L’anglais, de plus en plus nécessaire et de moins en moins suffisant

Mise en ligne: 19 mars 2012

On assiste au développement de l’enseignement des langues autres que l’anglais sous la poussée notamment de ce qu’on appelle la Chinafrique, par Silvia Lucchini

La prédominance de l’anglais est incontestable dans l’entreprise. Dans l’espoir d’un gain plus important et d’une meilleure employabilité, dans la plupart des pays les jeunes choisissent majoritairement d’apprendre l’anglais.

Cependant, les choses ne sont pas aussi simples. Différents rapports, établis à la demande d’organismes publics, dont la Commission européenne, signalent que les compétences linguistiques nécessaires dans les grandes entreprises, comme dans les PME, ne se réduisent pas à la maîtrise du seul anglais.

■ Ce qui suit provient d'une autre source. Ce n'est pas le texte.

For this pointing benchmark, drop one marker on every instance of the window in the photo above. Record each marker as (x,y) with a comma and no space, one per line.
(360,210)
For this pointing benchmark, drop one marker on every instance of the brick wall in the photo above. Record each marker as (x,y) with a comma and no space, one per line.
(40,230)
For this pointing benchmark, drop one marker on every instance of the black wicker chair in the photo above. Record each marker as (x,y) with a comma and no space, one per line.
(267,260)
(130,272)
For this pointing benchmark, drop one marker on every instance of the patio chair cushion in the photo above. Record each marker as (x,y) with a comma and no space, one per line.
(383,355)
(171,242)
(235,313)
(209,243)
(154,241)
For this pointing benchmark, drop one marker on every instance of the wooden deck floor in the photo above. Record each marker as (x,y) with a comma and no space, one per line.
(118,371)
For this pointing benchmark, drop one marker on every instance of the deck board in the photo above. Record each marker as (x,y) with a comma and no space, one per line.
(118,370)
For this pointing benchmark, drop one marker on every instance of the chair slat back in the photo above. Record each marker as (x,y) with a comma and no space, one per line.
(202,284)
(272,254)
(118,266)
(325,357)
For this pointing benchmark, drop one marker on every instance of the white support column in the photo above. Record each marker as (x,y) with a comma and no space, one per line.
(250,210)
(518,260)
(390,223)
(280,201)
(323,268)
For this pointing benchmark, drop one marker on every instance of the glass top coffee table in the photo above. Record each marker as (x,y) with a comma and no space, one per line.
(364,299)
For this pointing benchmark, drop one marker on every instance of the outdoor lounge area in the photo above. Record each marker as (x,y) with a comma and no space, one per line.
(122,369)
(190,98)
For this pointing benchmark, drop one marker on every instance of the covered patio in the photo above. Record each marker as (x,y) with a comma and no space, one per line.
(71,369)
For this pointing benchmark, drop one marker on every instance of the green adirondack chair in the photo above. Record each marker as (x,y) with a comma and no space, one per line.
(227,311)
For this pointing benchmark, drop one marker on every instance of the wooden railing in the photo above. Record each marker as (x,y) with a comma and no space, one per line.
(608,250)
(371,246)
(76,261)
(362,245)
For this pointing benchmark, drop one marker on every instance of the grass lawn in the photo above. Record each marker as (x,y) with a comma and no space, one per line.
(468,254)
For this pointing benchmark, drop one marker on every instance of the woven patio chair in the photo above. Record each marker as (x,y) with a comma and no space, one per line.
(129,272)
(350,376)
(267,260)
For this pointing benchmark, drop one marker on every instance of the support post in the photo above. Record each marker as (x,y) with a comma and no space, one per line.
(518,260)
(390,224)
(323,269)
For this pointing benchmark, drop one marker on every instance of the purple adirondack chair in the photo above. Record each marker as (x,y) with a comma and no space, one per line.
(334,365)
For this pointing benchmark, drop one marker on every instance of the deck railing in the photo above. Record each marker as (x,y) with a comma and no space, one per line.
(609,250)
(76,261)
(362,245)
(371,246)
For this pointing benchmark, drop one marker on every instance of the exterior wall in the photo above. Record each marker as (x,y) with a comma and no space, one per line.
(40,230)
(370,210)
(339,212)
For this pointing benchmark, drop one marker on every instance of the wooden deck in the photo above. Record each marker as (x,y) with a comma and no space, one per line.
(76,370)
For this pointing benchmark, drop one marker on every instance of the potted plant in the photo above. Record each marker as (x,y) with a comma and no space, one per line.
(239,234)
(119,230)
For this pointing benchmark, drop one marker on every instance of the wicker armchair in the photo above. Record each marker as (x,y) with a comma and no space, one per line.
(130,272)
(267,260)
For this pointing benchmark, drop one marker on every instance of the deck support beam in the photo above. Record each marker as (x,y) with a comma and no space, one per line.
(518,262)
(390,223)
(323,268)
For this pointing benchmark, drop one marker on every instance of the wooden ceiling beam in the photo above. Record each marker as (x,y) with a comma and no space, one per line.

Le plurilinguisme dans les entreprises

En entreprise, les besoins de compétences plurilingues se font sentir en particulier dans certains domaines communicatifs. Le rapport Piri de 2002 (L’enseignement des langues de moindre diffusion comme langues étrangères dans d’autres pays), le rapport Grin de 2005 (L’enseignement des langues étrangères comme politique publique) et le rapport Elan de 2006, (Incidence du manque de compétences linguistiques des entreprises sur l’économie européenne) en mentionnent quelques-uns.

Le premier domaine communicatif, cité de manière unanime, est celui qui concerne les relations avec les clients :

« Il est évident que la langue la plus indiquée dans les relations commerciales est celle que parle le client » [1].

« En effet, si l’acheteur a le choix entre des versions à peu près identiques d’un certain produit, sa préférence tendra, toutes autres choses égales par ailleurs, vers le produit qui lui est proposé dans sa propre langue » [2].

« Chaque client étranger peut décider de sa langue de communication » [3].

D’une part, les clients sont ceux des marchés internes, auxquels sont destinés les produits d’une entreprise délocalisée ou qui appartiennent à des communautés linguistiques particulières, temporaires, comme dans le cas des touristes, ou définitives lorsqu’il s’agit de minorités linguistiques à l’intérieur du pays.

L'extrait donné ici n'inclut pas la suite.